Voice of B2B, Daniel Litwin, hosted Asher Rubinstein, Partner Gallet, Dreyer & Berkey LLP, whose primary practice is around asset protection, trusts & estates, as well as representing high net-worth individuals like art collectors, designers, wine importers & producers, and other professionals in wine & hospitality, on Marketscale TV to discuss the structure NFT market and how it compares to the traditional auctions that exist today.

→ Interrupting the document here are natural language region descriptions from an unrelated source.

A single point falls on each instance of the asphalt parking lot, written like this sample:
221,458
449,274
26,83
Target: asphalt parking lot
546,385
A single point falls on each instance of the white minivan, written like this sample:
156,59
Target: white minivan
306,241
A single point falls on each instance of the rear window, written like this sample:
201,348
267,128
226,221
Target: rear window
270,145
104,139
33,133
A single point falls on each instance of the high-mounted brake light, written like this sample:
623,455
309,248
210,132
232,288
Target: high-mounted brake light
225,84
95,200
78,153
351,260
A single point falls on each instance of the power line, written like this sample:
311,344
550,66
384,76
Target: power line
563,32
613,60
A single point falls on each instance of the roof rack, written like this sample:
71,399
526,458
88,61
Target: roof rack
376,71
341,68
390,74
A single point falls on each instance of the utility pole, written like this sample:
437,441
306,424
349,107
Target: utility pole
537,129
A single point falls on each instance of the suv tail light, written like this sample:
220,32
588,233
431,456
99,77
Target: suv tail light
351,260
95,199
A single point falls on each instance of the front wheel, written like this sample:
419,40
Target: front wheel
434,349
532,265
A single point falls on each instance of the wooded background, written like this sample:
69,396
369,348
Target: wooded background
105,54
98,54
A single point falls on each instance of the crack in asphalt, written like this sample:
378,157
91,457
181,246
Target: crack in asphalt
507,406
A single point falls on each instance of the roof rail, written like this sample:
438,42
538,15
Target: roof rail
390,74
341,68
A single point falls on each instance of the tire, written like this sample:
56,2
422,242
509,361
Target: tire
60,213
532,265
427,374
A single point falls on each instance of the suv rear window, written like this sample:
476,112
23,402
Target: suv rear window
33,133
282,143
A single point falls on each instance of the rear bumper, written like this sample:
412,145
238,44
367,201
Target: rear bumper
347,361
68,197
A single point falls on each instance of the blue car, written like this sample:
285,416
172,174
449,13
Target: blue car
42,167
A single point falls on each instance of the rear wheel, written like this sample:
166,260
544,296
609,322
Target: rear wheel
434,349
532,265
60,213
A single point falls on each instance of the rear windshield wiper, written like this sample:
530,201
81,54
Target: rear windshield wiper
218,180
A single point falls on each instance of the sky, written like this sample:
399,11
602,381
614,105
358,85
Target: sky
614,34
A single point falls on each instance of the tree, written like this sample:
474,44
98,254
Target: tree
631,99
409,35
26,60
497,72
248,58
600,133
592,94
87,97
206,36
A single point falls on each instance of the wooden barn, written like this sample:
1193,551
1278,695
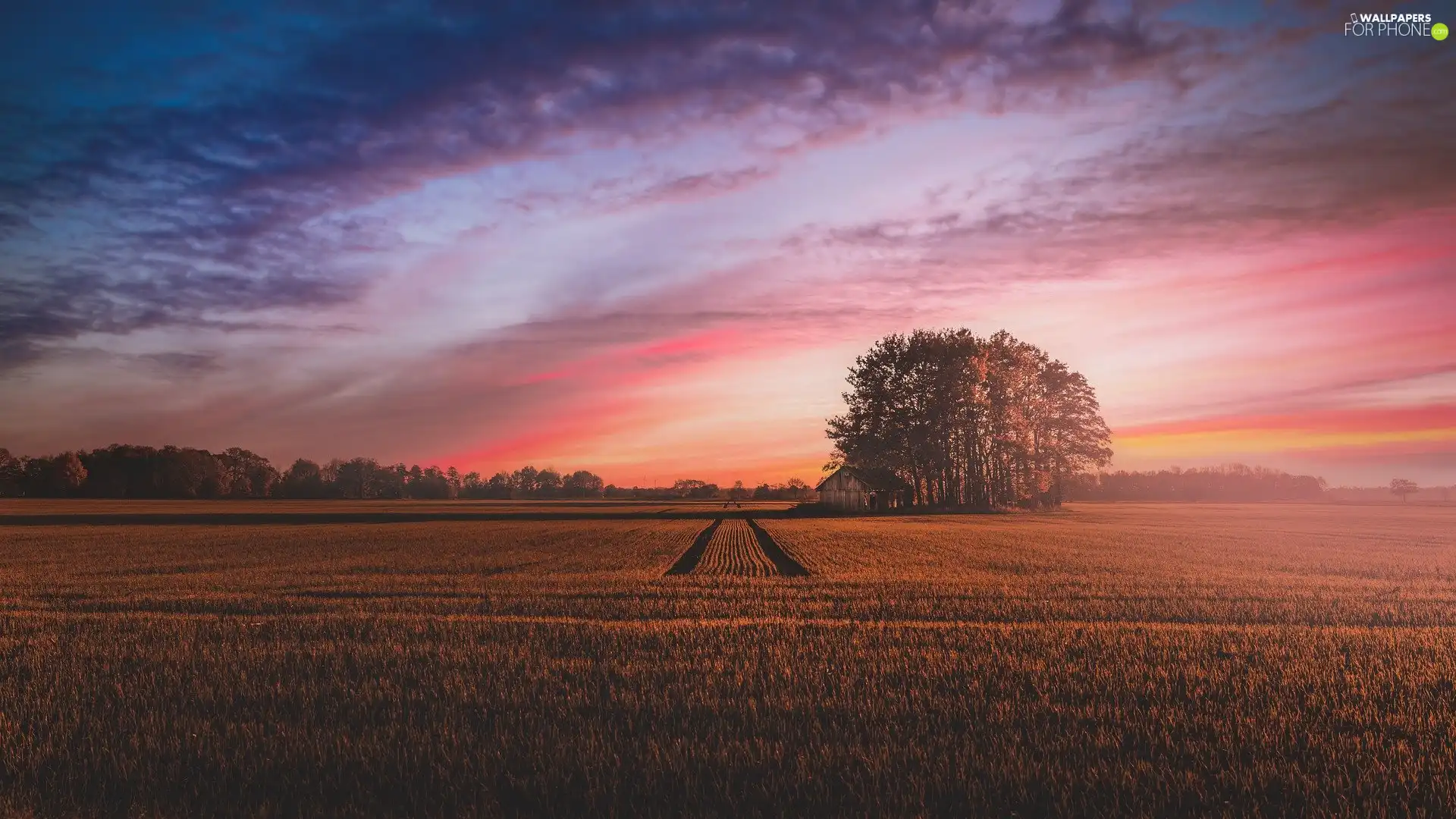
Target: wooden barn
862,490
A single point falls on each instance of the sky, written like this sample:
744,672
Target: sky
648,238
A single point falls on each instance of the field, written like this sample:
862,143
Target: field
1107,659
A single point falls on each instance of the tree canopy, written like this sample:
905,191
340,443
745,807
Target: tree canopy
970,422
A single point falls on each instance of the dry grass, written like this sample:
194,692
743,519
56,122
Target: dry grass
1110,659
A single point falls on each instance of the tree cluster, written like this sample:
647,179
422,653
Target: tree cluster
968,422
1228,483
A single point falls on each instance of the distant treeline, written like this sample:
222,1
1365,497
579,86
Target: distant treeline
1232,483
123,471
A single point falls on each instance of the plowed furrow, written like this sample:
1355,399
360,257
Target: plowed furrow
734,550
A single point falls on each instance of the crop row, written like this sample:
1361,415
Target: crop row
734,550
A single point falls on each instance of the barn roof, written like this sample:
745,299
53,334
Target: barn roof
875,480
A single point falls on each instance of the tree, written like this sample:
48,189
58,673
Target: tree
60,475
11,472
303,480
245,474
525,482
1402,487
582,484
548,483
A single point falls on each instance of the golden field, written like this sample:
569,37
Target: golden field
1107,659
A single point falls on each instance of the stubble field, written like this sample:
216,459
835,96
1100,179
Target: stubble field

“I think that both of them are realizing that competition is on the horizon,” he said of Sotheby’s and Christie’s. Rubinstein noted the competition comes in the form of smaller, newer auction spaces that are dealing in the digital art spaces.
Wealthy buyers worldwide, such as Russia and the Persian Gulf, often bid on prestigious art. A lot of those bids come in anonymously. The newer auction and NFT spaces allow anonymous bids from wealthy and non-wealthy buyers. If the collectors don’t want to be known publicly, the larger auction houses will also accommodate.
Profitability is difficult in this world. Deals are often made by prominent dealers, even if that means missing out on their cut. NFTs are unlikely to change this, as they will also have to incentivize these deals.
NFTs are going to challenge the traditional auction houses. One of the main ways they will do this is to allow buyers that aren’t millionaires to make bids on priceless art.